By Jean-Luc Gaffard and Francesco Saraceno
The emphasis on the need to complement fiscal restraint by measures to boost growth, which is rising in part due to the electoral debate in France, is good news, not least because it represents a belated recognition that austerity is imposing an excessively high price on the countries of southern Europe.
Nevertheless, there is nothing new about invoking growth, and this may remain without consequence. In 1997, as a result of a French government intervention, the Stability Pact became the Stability and Growth Pact, but this had no significant impact on the nature of strategy, which remained fully oriented towards the implementation of strict monetary and fiscal rules and a constant search for more flexible markets.
Last week, Mario Draghi, along with Manuel Barroso and Mario Monti, were worried not only about the recession taking place in Spain, Portugal, the Netherlands and Great Britain but also about the need to respond formally to a request that may come from a new French government. They too are arguing for a negotiated Growth Pact, while taking care to note that it must consist of a common commitment to carry out structural reforms wherever they have not yet been made. This position echoes the February letter of the eleven Prime Ministers to the European authorities. In other words, nothing is to change in the doctrine that determines the choice of Europe’s economic policy: growth can be achieved only through structural reform, in particular of the labour markets.
There are two grounds for criticizing this position. It is far from sure that structural reform is effective, unless, that is, it is wielded in a non-cooperative spirit to improve the competitiveness of the country that undertakes the reform at the expense of its trading partners, as Germany was able to do with the Hartz reforms. Secondly, widespread reform, including where this is justified in terms of long-term growth, would initially have a recessionary impact on demand [1], and hence on activity. Reform cannot therefore deal with what is actually the immediate top-priority requirement, namely stemming the spreading recession.
The real challenge facing Europeans is to reconcile the short term and the long term. The solution proposed so far, general fiscal austerity aimed at restoring the confidence of private actors, which would be complemented by structural reforms intended to increase the potential growth rate, just doesn’t work. This can be seen by developments in Greece, as well as in Portugal and Ireland, which are model students of Europe’s bailout plans, and also in Britain, Italy and Spain. The fiscal multipliers remain firmly Keynesian (see Christina Romer, and Creel, Heyer and Plane), and any “non-Keynesian” effects on expectations are limited or nonexistent.
Growth can neither be decreed nor established instantly, unlike the deflationary austerity spiral in which more and more European countries are currently trapped.

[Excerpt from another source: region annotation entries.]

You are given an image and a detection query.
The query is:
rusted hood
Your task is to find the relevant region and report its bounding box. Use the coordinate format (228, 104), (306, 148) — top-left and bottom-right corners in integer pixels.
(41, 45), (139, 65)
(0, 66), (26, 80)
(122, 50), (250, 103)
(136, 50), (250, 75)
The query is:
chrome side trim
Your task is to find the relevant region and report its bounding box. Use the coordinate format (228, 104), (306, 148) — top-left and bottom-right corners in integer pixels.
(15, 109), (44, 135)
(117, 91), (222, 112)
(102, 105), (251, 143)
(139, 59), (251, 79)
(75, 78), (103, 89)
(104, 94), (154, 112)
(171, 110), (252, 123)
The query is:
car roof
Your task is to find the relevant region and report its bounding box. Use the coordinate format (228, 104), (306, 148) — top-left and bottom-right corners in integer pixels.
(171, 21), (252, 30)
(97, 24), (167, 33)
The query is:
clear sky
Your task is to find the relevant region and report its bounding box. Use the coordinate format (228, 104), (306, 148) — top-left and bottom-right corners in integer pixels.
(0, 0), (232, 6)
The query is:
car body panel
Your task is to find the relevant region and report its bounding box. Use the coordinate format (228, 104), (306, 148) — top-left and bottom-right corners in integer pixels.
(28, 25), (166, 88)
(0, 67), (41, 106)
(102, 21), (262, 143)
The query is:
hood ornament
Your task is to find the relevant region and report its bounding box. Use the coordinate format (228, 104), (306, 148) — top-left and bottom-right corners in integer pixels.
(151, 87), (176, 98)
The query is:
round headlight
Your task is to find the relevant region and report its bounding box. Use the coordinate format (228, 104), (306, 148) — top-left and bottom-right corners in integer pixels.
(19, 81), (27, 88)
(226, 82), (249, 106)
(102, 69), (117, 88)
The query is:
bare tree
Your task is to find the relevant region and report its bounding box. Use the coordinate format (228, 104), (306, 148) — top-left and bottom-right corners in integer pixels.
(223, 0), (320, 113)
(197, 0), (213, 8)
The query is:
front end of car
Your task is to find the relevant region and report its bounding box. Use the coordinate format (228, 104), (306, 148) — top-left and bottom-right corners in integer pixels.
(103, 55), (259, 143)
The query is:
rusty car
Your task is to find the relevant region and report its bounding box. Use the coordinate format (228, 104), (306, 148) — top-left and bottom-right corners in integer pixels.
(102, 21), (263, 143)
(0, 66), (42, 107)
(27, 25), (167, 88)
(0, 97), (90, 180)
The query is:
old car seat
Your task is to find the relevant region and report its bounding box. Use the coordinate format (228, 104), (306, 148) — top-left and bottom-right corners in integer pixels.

Growth is likely to materialize only if fiscal consolidation is neither immediate nor drastic – in fact, only if the consolidation required of countries in difficulty is spread over time (beyond the year 2013, which in any case will be impossible to achieve) and if the countries that are able to carry out a more expansionary fiscal policy actually do this in such a way that at the European level the overall impact is neutral or, even better, expansionary. This strategy would not necessarily be punished by the markets, which have shown recently that they are sensitive to the requirement for growth. Otherwise, steps should be taken by the ECB to deal with the constraints imposed by the markets. This short-term support must be accompanied by substantial medium-term investment made through European industrial programs financed by the issuance of Eurobonds – which would mean, finally, a European budget on a scale large enough to handle the tasks facing the Union. This method of coordinating short- and medium-term choices would be an important step towards the establishment of the kind of federal structure that alone will allow the resolution of the “European question”.
[1] R.M. Solow, Introduction to Solow, R.M. Ed. (2004), Structural Reforms and Macroeconomic Policy, London: Macmillan).